Tell us in fifty words or less about your book.
Hook us. Make us salivate for your story. What were some of the challenges you experienced along the way? You’re welcome to comment whether you met the 50,000 word count goal or not. It’s about the journey.
Comments are moderated for first time commenters and posts shaming any author by name will be deleted.
Great post, Heather!
I “won” NaNo this year, but turns out my story had a lot more meat to it than I thought. So I am going to be working through December to finish the first draft.
My first book published began as a NaNo novel, so I want to tell everyone out there that it does happen. But it wasn’t my FIRST NaNo novel. And I thickened my skin by having a couple authors I was friends with rip it apart before I submitted to Samhain Publishing.
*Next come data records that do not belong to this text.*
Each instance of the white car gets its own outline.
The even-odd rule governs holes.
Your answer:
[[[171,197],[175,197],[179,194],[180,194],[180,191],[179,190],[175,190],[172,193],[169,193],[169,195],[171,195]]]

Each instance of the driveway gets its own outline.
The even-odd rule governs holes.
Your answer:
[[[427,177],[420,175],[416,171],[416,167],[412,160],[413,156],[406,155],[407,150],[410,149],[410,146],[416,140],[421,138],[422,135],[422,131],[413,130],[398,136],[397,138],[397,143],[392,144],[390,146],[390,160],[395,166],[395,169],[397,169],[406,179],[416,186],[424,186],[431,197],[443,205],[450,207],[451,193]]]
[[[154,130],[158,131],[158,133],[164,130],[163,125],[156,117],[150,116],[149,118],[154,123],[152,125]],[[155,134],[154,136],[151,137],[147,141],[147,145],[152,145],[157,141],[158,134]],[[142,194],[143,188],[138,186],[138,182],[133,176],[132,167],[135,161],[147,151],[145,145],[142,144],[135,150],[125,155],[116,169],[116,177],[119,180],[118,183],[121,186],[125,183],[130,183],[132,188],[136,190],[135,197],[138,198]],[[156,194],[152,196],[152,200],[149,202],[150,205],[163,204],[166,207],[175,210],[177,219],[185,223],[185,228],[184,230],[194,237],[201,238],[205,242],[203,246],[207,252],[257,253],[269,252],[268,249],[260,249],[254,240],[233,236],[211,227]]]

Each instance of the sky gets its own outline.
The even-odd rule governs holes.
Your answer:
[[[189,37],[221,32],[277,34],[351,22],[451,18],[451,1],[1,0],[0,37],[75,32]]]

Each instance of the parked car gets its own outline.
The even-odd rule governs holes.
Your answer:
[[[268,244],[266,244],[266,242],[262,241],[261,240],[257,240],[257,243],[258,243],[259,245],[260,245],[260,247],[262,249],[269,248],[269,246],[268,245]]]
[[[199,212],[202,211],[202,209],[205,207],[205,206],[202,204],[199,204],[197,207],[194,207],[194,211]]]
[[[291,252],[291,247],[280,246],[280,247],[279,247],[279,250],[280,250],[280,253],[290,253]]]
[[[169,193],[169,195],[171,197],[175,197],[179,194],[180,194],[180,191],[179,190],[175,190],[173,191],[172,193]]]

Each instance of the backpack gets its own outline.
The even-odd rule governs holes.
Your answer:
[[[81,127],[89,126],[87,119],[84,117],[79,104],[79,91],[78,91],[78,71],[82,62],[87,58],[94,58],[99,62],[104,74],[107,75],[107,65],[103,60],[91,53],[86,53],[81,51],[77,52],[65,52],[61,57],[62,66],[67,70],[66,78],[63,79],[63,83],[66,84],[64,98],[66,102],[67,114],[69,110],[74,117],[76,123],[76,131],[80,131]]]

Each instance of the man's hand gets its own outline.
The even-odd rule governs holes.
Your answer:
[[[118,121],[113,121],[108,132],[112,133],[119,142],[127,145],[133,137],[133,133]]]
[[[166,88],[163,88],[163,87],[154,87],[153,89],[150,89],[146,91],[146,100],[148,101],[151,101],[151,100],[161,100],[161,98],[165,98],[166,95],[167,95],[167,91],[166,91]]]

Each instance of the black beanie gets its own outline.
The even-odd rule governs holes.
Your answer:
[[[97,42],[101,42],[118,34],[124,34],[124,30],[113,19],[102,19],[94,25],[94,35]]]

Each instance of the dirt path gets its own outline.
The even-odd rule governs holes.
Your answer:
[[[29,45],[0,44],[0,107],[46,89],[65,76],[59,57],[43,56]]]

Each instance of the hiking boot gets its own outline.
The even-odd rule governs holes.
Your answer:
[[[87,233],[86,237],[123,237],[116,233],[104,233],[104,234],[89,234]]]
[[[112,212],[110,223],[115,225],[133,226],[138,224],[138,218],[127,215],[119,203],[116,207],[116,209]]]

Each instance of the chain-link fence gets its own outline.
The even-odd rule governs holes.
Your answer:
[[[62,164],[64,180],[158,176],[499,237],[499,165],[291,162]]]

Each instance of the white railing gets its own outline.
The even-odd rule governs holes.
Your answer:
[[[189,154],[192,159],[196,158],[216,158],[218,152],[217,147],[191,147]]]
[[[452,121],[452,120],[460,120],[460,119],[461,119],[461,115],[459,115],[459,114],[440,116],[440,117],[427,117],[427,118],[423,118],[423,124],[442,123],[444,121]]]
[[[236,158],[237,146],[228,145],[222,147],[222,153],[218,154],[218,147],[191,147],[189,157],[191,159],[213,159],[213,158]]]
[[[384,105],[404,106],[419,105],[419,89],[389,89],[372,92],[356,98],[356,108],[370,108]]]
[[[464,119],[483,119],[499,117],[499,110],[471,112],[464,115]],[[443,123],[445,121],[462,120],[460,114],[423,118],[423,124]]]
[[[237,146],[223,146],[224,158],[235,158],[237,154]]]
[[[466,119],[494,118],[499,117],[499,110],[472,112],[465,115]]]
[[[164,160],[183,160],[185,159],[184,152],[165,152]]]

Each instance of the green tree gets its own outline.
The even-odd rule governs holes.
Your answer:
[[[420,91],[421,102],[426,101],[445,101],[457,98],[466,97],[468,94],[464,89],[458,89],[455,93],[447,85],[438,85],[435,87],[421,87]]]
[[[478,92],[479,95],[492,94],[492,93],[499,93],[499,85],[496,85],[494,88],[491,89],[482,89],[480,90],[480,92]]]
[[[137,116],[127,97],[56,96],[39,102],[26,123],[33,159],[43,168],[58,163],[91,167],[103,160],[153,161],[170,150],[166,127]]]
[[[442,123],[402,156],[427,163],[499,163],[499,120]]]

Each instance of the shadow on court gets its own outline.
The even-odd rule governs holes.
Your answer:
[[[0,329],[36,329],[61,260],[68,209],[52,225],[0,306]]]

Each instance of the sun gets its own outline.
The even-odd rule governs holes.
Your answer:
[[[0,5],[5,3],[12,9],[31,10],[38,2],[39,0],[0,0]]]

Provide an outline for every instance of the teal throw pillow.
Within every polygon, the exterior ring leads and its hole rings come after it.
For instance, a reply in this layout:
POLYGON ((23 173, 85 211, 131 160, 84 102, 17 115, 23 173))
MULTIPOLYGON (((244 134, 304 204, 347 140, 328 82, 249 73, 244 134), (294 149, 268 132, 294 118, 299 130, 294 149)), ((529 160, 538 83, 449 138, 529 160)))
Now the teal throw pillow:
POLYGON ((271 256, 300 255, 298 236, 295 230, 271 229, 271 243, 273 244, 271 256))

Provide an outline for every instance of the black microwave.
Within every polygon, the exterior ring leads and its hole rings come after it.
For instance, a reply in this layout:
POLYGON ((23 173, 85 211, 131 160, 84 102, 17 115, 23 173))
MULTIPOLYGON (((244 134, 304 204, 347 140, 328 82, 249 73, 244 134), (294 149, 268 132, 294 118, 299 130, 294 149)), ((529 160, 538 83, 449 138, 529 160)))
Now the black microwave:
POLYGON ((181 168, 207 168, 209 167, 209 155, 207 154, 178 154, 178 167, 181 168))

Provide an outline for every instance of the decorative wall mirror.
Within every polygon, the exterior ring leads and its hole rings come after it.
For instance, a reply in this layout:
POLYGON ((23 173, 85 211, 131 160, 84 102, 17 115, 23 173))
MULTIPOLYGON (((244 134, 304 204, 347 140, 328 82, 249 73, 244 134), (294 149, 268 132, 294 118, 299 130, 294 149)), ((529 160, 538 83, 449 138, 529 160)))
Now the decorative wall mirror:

My first rounds of edits were HARD. The editor even told me to take out an entire chapter. But she loved my characters and kept my voice strong throughout the manuscript.
Good luck to all the new novelists out there! It’s a weird and wonderful world. Welcome to it.
Thanks, Roxy! I’m so proud of you for meeting the challenge and chasing your dreams. Those first few rounds of edits can be brutal. The hard truth is that being humble and talking the advice of someone whose interest in seeing a new writer’s novel succeed takes a lot of strength and a really thick skin but that open-ness to growth is what makes the learning curve bearable. I know you’re going to have wild success in your writing career and I’m enjoying watching it happen.